Former Comptroller of the Currency, John Dugan, will be rejoining the law firm of Covington & Burling as a partner in the firm's Washington office beginning in early January. He also will chair the firm's financial institutions group.

As Comptroller, Dugan headed the agency that supervises over 1,500 national banks and federal branches of foreign banks, which together hold nearly two-thirds of the assets of the U.S. commercial banking system.  He also served on the board of directors of the Federal Deposit Insurance Corporation. During his five-year term, he led the Office of the Comptroller of the Currency (OCC) through the financial crisis and ensuing recession that resulted in extraordinary regulatory and supervisory actions for national banks of all sizes, including government assistance provided under the Troubled Asset Relief Program; resolutions of large, mid-size, and community banks; and the successful implementation of regulatory “stress tests.”

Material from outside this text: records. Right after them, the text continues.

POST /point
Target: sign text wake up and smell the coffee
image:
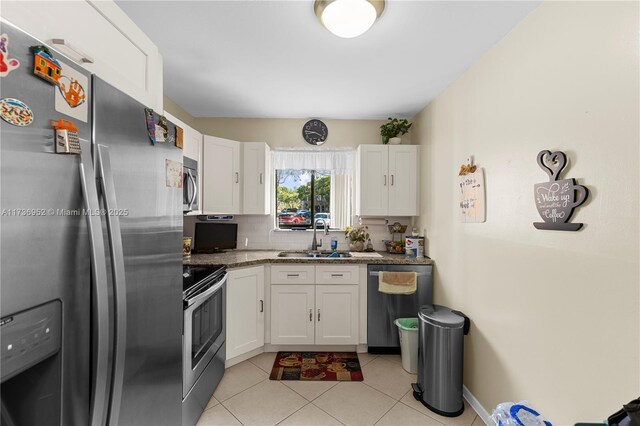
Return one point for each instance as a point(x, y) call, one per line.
point(557, 199)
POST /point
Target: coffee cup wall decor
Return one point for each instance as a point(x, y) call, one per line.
point(557, 199)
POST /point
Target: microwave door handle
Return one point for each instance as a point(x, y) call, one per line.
point(120, 286)
point(195, 190)
point(100, 391)
point(199, 297)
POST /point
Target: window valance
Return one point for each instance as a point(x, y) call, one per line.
point(338, 160)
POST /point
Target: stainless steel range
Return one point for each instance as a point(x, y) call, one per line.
point(203, 337)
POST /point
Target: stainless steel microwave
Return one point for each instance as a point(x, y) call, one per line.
point(189, 185)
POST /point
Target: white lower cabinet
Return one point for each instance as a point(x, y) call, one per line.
point(245, 310)
point(292, 312)
point(313, 313)
point(336, 314)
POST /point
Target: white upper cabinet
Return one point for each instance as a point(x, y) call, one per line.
point(403, 180)
point(221, 176)
point(387, 180)
point(98, 31)
point(256, 162)
point(372, 194)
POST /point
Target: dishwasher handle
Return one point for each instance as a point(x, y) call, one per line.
point(377, 273)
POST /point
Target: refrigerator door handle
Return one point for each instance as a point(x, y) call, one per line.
point(195, 190)
point(100, 391)
point(120, 286)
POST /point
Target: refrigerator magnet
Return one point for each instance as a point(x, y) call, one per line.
point(15, 112)
point(173, 174)
point(71, 96)
point(159, 133)
point(179, 136)
point(151, 126)
point(6, 64)
point(162, 129)
point(45, 65)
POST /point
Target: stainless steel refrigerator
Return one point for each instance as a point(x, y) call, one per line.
point(91, 263)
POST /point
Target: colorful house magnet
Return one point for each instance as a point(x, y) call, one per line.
point(45, 66)
point(15, 112)
point(179, 136)
point(6, 64)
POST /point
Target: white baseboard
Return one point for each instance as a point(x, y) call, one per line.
point(475, 404)
point(309, 348)
point(237, 360)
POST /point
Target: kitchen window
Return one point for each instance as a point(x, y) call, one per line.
point(313, 185)
point(302, 195)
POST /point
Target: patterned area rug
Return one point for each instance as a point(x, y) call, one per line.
point(327, 366)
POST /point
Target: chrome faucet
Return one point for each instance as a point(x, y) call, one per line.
point(314, 242)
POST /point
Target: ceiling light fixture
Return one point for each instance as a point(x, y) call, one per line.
point(348, 18)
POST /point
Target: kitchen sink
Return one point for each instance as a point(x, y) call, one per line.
point(315, 254)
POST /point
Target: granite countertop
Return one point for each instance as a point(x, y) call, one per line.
point(241, 258)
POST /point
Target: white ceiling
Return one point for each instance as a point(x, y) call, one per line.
point(274, 59)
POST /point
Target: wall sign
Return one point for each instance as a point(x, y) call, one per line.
point(471, 183)
point(557, 199)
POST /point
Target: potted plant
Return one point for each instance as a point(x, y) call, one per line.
point(357, 237)
point(393, 129)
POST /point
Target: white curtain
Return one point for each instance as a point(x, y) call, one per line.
point(341, 200)
point(341, 163)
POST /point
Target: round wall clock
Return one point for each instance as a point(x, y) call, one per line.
point(315, 132)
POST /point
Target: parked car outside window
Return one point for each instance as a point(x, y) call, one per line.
point(289, 219)
point(325, 216)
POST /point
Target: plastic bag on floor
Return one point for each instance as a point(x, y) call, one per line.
point(520, 414)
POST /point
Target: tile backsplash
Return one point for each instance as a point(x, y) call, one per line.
point(258, 233)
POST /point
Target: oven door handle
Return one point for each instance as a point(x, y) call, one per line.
point(204, 295)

Dugan also was deeply involved in numerous supervisory and regulatory initiatives, such as capital standards issued by the Basel Committee on Banking Supervision, on which he served; policy and regulatory recommendations of the Financial Stability Board, where he participated because of his chairmanship of the Joint Forum (an international committee of banking, securities, and insurance regulators); guidance and supervisory action on a range of residential mortgage and credit card issues; and successful litigation efforts to preserve key federal preemption attributes of the national bank charter.

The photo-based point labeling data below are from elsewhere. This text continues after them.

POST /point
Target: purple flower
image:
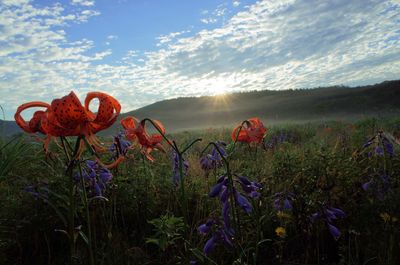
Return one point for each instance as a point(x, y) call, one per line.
point(95, 176)
point(205, 228)
point(220, 234)
point(243, 202)
point(379, 151)
point(282, 201)
point(217, 188)
point(176, 178)
point(249, 187)
point(209, 246)
point(367, 185)
point(213, 160)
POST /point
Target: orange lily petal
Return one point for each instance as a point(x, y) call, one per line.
point(35, 123)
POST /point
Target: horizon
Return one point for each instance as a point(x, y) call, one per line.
point(225, 97)
point(144, 52)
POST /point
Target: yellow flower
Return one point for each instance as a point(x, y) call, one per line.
point(282, 215)
point(280, 231)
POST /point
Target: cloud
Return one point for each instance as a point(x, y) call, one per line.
point(216, 15)
point(163, 39)
point(269, 45)
point(83, 2)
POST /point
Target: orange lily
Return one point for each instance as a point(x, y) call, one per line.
point(67, 117)
point(136, 131)
point(251, 130)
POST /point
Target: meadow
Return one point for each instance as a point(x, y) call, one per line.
point(313, 193)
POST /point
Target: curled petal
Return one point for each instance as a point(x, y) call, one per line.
point(35, 124)
point(108, 112)
point(129, 123)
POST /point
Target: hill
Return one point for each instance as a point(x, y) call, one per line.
point(301, 105)
point(284, 106)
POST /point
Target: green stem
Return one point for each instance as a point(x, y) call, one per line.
point(86, 205)
point(183, 195)
point(69, 174)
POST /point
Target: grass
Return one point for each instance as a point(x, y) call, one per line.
point(141, 222)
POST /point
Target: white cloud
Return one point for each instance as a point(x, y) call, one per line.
point(270, 45)
point(83, 2)
point(163, 39)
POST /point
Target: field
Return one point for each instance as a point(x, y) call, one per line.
point(315, 193)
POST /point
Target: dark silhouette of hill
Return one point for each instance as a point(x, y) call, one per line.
point(299, 105)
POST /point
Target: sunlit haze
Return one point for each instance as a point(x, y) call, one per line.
point(146, 51)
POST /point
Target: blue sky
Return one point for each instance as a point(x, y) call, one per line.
point(145, 51)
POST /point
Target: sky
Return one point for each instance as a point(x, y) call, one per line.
point(143, 51)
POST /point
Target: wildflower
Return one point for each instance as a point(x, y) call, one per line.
point(176, 177)
point(282, 201)
point(250, 187)
point(213, 160)
point(38, 192)
point(282, 215)
point(379, 185)
point(135, 131)
point(67, 117)
point(219, 235)
point(280, 231)
point(95, 176)
point(252, 130)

Most recently, Dugan directed the OCC's efforts to help shape critical parts of the sweeping Dodd-Frank financial reform legislation, including its provisions on systemic risk regulation and the Financial Stability Oversight Council; federal preemption; new capital regulation; the Consumer Financial Protection Bureau; revamped derivatives regulation; and the so-called “Volcker Rule” limitations on banks' trading and investment activities.

Before first coming to Covington in 1993, Dugan served as assistant secretary for Domestic Finance at the U.S. Department of Treasury, and as Counsel and Minority General Counsel for the U.S. Senate Committee on Banking, Housing, and Urban Affairs.